In this surveillance program, the proportion of patients with a diagnostic test done who were appropriately prescribed antimalarial therapy increased after the JUMP training program, however, some sites failed to sustain these improvements or showed declines. Only after three years of the surveillance program were we able to reach levels greater than 90%, although two sites continue to prescribe antimalarials in up to 20% of patients with a negative diagnostic test. Again, promoting rational antimalarial treatment practices took patience, continual feedback to the health care providers, and support from government officials at the Ministry of Health and district level. In the era of ACTs, limiting the unnecessary use of antimalarials becomes a high priority as this will help maintain drug supplies, reduces health system costs
[16],
[17], and might reduce opportunities for the selection of drug resistant parasites. The surveillance program was less successful in promoting the use of AL in parasite-positive patients. Although there were some modest gains, AL treatment practices varied widely over time and between sites. Although data on the reasons for not prescribing AL were not collected systematically, informal discussions with health care workers suggested that the primary factor responsible was drug stock-outs. As ACTs are being rolled out in large numbers around Africa, the ability to maintain a consistent drug supply has become a major issue and has been cited as a major factor in health care workers choice of antimalarials in Uganda and Kenya
[18],
[19].
There are several important limitations of this study that should be pointed out. The surveillance program was not implemented as a controlled experiment, therefore causal inferences between the intervention and improvement in indicators of improved malaria case management should be made with caution. Secondly the various components of the surveillance program were not implemented in a systematic fashion. Rather improvements to the program were made over time based on experience, need, and a “trial and error” basis. Indeed, the surveillance program did not establish a pre-specified list of qualitative or quantitative goals in terms of interventions, but rather interventions were developed and implemented as a means of continuously improving indicators of malaria case management. Finally, data collected were limited to the practices of health care workers and did not include exit interviews or follow-up surveys. Therefore it is unknown whether improvements in health care worker performance lead to improved patient outcomes. Several “downstream” factors such as proper dosing, successfully filling prescriptions, adherence to medications, and treatment seeking practices after leaving the clinic are all important for successful malaria case management.

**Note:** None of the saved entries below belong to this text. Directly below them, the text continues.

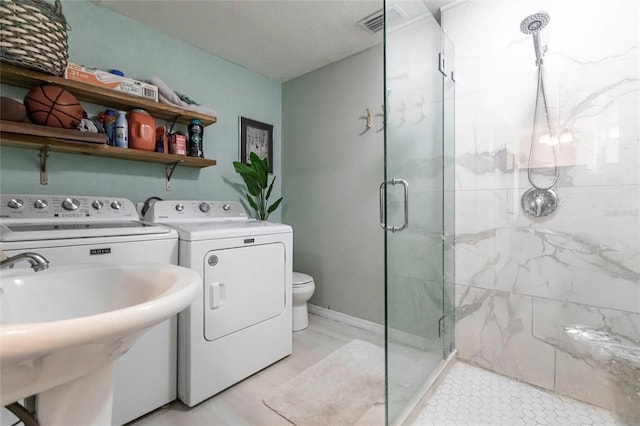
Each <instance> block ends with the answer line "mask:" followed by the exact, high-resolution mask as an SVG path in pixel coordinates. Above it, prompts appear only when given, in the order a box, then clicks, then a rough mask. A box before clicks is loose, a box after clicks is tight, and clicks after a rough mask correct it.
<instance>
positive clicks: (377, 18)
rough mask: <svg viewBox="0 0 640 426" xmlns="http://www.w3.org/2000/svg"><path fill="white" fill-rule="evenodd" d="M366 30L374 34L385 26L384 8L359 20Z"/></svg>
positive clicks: (383, 27) (358, 22) (380, 29)
mask: <svg viewBox="0 0 640 426" xmlns="http://www.w3.org/2000/svg"><path fill="white" fill-rule="evenodd" d="M358 25H360V26H361V27H362V28H363V29H364V30H366V31H369V32H370V33H372V34H374V33H377V32H378V31H382V29H383V28H384V10H383V9H380V10H378V11H377V12H374V13H372V14H371V15H369V16H367V17H366V18H364V19H362V20H361V21H359V22H358Z"/></svg>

In summary, although the absence of a “control group” limits the ability to make causal inferences, the experience of UMSP provides evidence for the utility of a health facility-based sentinel site malaria surveillance system that produces high quality data in Africa given that adequate resources are available. In addition to improving the capacity to monitor trends in malaria morbidity and measure the impact of control interventions in these selected sites, there is added value by improving malaria case management for large numbers of patients. Indeed, surveillance itself should be considered an intervention and an integral part of any malaria control program. Success of the program did not occur overnight, but rather required patience, flexibility, feedback from heath care workers, and continuous support from the government and funding agency. Although the malaria surveillance program described here has not been expanded beyond the sentinel site health facilities, lessons learned from this program should benefit other initiatives aimed at improving malaria case management in other health care facilities and provides a demonstration project for changing the practices of health care workers in Africa.